Изменить размер шрифта - +

– Поняли? – спросил капитан.

– Да. – Дэмьен кивнул. – Понял.

– Прекрасно. – И капитан приказал своим людям: – Пошли.

Пленников подтолкнули к лестнице и тычками направили вверх. Один из лейб‑гвардейцев сгреб было Йенсени за руку, но той удалось увернуться, и она тут же бросилась к Дэмьену. Ракх разрешил ей держаться рядом со священником. В процессе бесконечного восхождения Дэмьен чувствовал рядом с собой тепло ее тела; и как же ему хотелось, чтобы хотя бы для нее оставалась малейшая надежда.

«Не слишком‑то я осчастливил тебя, взяв с собой, – мысленно обратился он к ней. – Даже среди Терата тебе жилось бы лучше. – Но тут Дэмьен вспомнил о том, в каком состоянии они нашли ее у Терата: грязную, запуганную, живущую в норе, как какое‑то животное. – Но ведь и сейчас она грязная, и сейчас запуганная, – нехорошо подумал он. Чувствуя, как при ходьбе от его собственного тела отслаивается засохшая корка пота, грязи и крови. – Должно быть, от меня чудовищно воняет. Но ведь ракхам такое нравится».

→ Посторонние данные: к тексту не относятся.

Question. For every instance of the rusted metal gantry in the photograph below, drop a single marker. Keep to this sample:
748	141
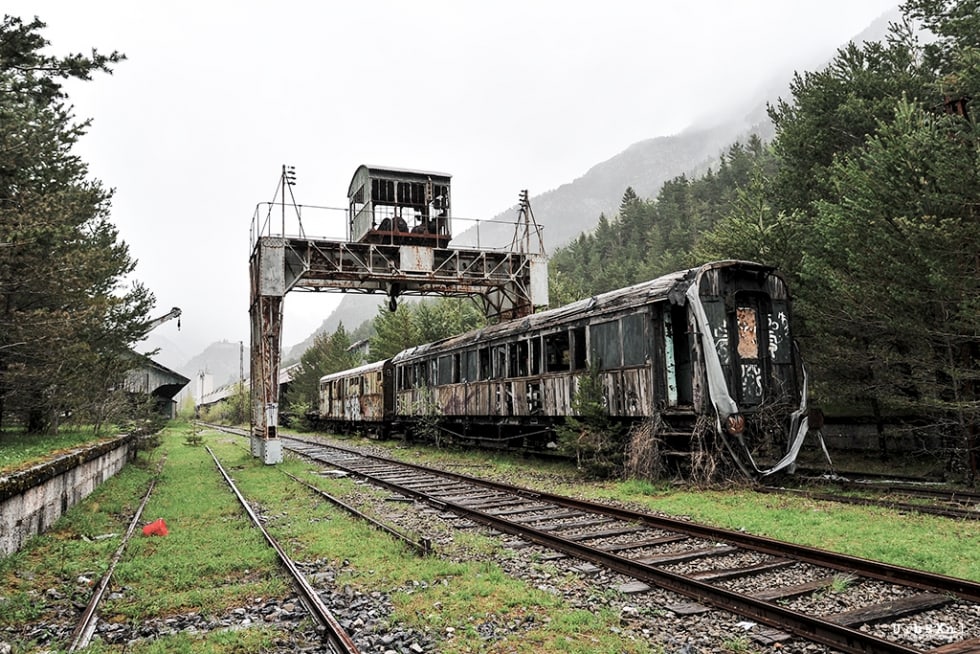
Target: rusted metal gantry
398	234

Последняя мысль – издевательская, разумеется, потому что ракхи отличаются обостренным обонянием, – доставила ему известное удовольствие: как славно было причинить – пусть и ничтожное – неудобство хотя бы одному из врагов. Хотя сам ракх – ни этот, ни любой другой – никогда не признался бы, что дело обстоит именно так.

На полдороге он упал, запутавшись в короткой цепи, пока перешагивал с одной ступени на другую. Упал со всего маху и ударился очень сильно, громко стукнувшись коленом о каменную ступень. Боль пронзила всю ногу, и он непременно покатился бы вниз по лестнице, не ухвати его за руку один из стражников. Другой тут же подхватил его с противоположной стороны, и вдвоем им удалось поставить пленника на ноги; практически повиснув у них на руках, он зашатался от боли.

Ракх тут же подошел и подозрительно уставился на него. Сперва посмотрел на гримасу на лице у Дэмьена, а потом на покалеченную ногу.

– Снять! – распорядился он.

Дэмьен испытал новый приступ боли, когда, расстегивая ножные кандалы, цепь предварительно натянули, – и вот он уже был свободен и мог идти как нормальный человек. Слава Богу.

Продолжив восхождение, он принялся считать лестничные марши. Колено отчаянно болело; он понимал, что, возможно, серьезно повредил его, но игра стоила свеч. Ножные кандалы с него сняли – и хотя это, конечно, было невеликой победой, зато первой, одержанной им с тех пор, как он попал в плен. А он давным‑давно понял: когда дела идут по‑настоящему скверно, так скверно, что беды обрушиваются на тебя со всех сторон сразу, лучше всего сосредоточиться на одной конкретной задаче и попробовать решить хотя бы ее. А потом будет видно.

Поднимаясь по бесконечной лестнице, он старался не думать о ноже Тарранта. Старался не замечать его тяжесть, не думать о лезвии, вплотную прижатом к его собственному телу. Стражники, надевая на него кандалы, не нашли ножа, не почувствовали они его и в тот миг, когда с двух сторон подхватили священника под руки. Что же тому виной: Творение Тарранта или тщательность, с которой сам Дэмьен припрятал оружие в рукаве рубахи? Хотелось бы ему понять, как именно поколдовал с ножом Таррант. Строго говоря, он и сам не замечал ножа у себя в рукаве; он подозревал также, что не почувствовал бы его, даже если бы тот распорол ему руку до кости. Судя по всему, в дело пущено некое странное Затемнение, позволяющее видеть предмет, но блокирующее любое другое восприятие. И священник подумал о том, удастся ли ему пустить в ход нож, если возникнет такая необходимость. Или Таррант заранее предусмотрел и эту возможность?

В конце концов они поднялись на самый верх и очутились в ослепительном хрустальном зале. Стены со всех четырех сторон сверкали и отливали ртутью, словно на них падал яркий свет из какого‑то остающегося невидимым источника.